Deploy to cloud service

Once you've created a Dockerfile, you can deploy it to a cloud service. Typically, you'll need to:

  1. Build the Docker image using the Dockerfile.
  2. Push the Docker image to a container registry like Docker Hub or AWS Elastic Container Registry.
  3. Deploy the Docker container to run on a cloud service like AWS EC2 instance.
Note

Be aware of some pitfalls when deploying to cloud services. Below are common issues you may encounter when deploying AgentQL scripts and Playwright browser instances:

  • Make sure the CPU architecture of your Docker image aligns with the architecture of your cloud service. For example, if you're deploying to an EC2 instance that uses the arm64 architecture, you'll need to build the Docker image using the arm64 architecture.
  • Set your AGENTQL_API_KEY as an environment variable in the cloud service.
  • Playwright browser instances can require significant resources. Monitor memory and CPU usage, and adjust your instance size as necessary.

Schedule service to run on a regular basis

If you want to schedule your service to run on a regular basis or at a specific time, there are several ways to achieve this:

  1. Use a scheduler: Many cloud providers offer built-in schedulers (such as AWS EventBridge or GCP Scheduler) to run tasks at specified intervals.
  2. Set up a cron job: You can directly set up a cron job in your cloud instances to run your script at a specific time.

Set up a REST API endpoint

Alternatively, set up a REST API endpoint to run your script. This approach is useful if you want to run your script on demand or integrate it with another service.
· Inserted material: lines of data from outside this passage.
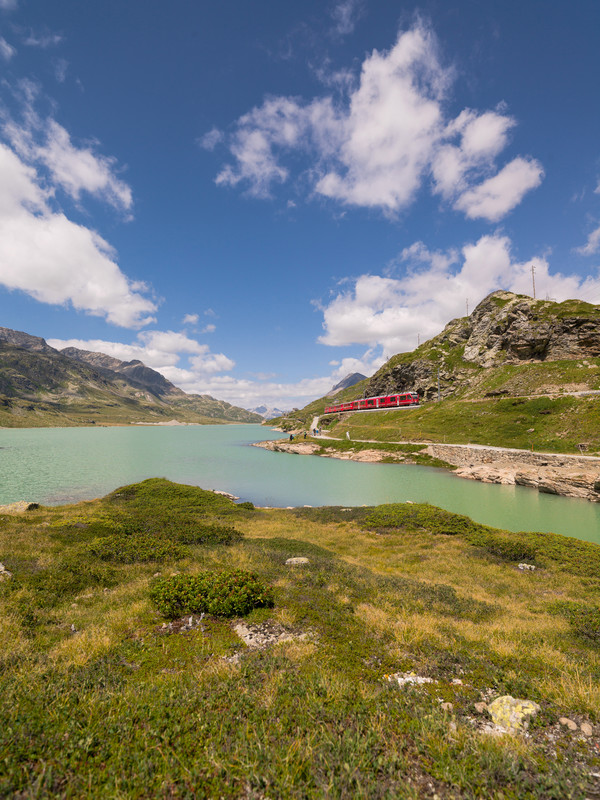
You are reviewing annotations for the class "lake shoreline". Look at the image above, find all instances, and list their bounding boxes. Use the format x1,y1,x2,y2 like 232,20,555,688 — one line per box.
254,437,600,503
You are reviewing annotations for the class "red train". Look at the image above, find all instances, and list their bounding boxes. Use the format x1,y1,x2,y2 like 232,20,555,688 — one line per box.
323,392,419,415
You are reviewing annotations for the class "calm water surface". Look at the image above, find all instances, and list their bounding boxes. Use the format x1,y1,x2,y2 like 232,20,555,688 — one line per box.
0,424,599,544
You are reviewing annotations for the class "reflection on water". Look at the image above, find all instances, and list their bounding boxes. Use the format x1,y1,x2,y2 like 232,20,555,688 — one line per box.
0,425,599,543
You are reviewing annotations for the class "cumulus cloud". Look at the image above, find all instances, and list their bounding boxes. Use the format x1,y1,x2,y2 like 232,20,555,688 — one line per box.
318,234,600,357
49,329,235,376
3,97,133,212
0,92,154,326
198,127,223,151
453,157,543,221
576,224,600,256
182,313,199,325
206,22,542,221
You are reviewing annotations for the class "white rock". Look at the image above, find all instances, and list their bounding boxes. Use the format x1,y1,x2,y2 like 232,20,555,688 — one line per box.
386,671,435,687
285,557,310,565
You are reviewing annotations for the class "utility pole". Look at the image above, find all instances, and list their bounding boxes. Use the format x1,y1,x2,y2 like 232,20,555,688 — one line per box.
437,364,441,402
531,263,536,299
417,333,420,347
466,298,469,316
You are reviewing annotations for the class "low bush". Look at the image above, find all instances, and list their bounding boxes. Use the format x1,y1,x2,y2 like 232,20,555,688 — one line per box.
150,569,274,618
171,522,243,546
87,533,185,563
20,558,117,606
362,503,479,536
550,601,600,644
463,529,539,563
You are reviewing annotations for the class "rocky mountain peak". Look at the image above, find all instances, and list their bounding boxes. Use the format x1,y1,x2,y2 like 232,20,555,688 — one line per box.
365,291,600,401
0,327,57,354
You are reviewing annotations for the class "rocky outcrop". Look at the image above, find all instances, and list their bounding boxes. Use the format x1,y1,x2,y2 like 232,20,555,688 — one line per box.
461,292,600,366
365,291,600,400
0,327,56,354
425,443,600,502
327,372,367,396
61,347,182,398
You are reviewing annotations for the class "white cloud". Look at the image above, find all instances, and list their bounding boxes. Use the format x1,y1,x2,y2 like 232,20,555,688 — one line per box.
0,36,15,60
53,58,68,83
23,31,62,48
0,138,153,327
318,234,600,357
432,109,516,199
0,82,151,326
576,224,600,256
49,329,236,376
182,313,199,325
198,127,223,151
331,0,363,36
4,104,133,212
201,323,216,334
453,157,544,221
0,0,17,9
207,22,542,221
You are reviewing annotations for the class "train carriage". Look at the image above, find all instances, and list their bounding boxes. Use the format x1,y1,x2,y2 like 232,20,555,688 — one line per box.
323,392,419,415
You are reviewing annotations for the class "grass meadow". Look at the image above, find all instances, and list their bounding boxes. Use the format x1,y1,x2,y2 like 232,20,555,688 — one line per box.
1,479,599,798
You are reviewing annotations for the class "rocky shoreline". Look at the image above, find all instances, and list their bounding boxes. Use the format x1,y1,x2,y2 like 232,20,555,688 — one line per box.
254,438,600,503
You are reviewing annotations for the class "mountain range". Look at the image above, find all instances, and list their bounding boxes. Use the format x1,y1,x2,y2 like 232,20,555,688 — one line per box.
0,327,261,426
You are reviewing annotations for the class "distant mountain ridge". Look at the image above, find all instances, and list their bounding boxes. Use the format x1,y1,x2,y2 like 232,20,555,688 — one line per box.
0,327,261,426
61,346,180,398
327,372,367,396
250,405,286,420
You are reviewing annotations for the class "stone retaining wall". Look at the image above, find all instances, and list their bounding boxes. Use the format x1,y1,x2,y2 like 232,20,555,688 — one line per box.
424,444,600,471
425,444,600,501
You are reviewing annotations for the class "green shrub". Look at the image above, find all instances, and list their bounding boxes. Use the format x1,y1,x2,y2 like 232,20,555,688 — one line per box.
107,478,239,517
362,503,479,536
150,569,274,618
173,523,243,545
463,529,538,563
23,558,117,606
87,533,185,563
550,601,600,644
236,501,255,511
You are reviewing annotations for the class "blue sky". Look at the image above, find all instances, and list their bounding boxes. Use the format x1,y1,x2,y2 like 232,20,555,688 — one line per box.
0,0,599,409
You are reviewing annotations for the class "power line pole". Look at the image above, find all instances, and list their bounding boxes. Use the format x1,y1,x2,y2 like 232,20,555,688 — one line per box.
466,298,469,316
531,263,536,299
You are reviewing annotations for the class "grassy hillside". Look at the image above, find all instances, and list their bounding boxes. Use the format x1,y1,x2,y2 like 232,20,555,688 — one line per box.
0,341,261,427
0,479,598,797
271,292,600,453
322,393,600,455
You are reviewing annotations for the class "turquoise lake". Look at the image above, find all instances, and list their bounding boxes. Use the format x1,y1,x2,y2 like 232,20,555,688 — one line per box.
0,424,599,543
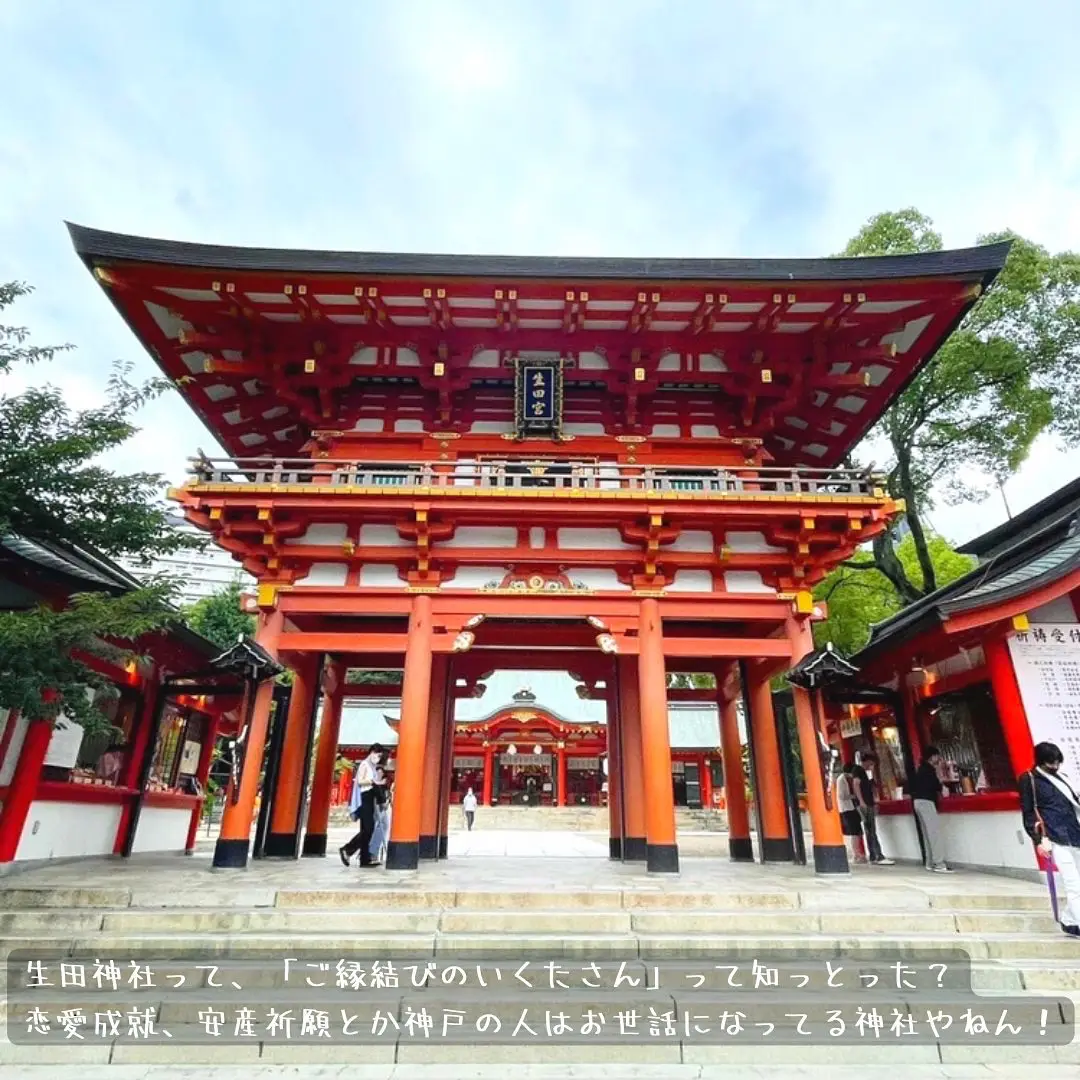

  1. Create a small web app that listens for incoming HTTP requests. You can use frameworks like FastAPI (Python) or Express (Node.js).
  2. Handle endpoint requests by calling your AgentQL script within the route handler.
  3. Modify your Dockerfile accordingly to meet the requirements for web apps, such as exposing the port and installing the necessary dependencies.
  4. Trigger the endpoint to run the script from any HTTP client or another service. This can be helpful when you need immediate, ad-hoc runs instead of waiting for scheduled tasks.
Note

Make sure to secure your endpoint! Consider adding authentication or only allowing private network access if you only use the endpoint internally.

Retrieve results

After your script finishes running, you’ll likely want to inspect or process the results. The approach you choose depends on your data’s nature and how you plan to use it. Below are a few common ways to retrieve and manage your script’s output:

Log output

Print your results to console to capture them in your container logs (such as AWS CloudWatch). This method is useful when you generate reports or CSV files and need to save them long term.

File storage

Write output to the cloud service's File Storage (such as AWS S3). This method is useful when you generate reports or CSV files and need to save them long term.

Databases

For structured data, you can insert records into a database (such as PostgreSQL or MongoDB). This enables efficient integration with other services. With this approach, you may need to update your script to use a database client, and include necessary database credentials as environment variables in your cloud service.

Notifications

Send an email, Slack message, or other real-time notifications to share run results with your team or set up alerts. To do so, you may need to use a service like AWS SES or Slack Webhook in your script.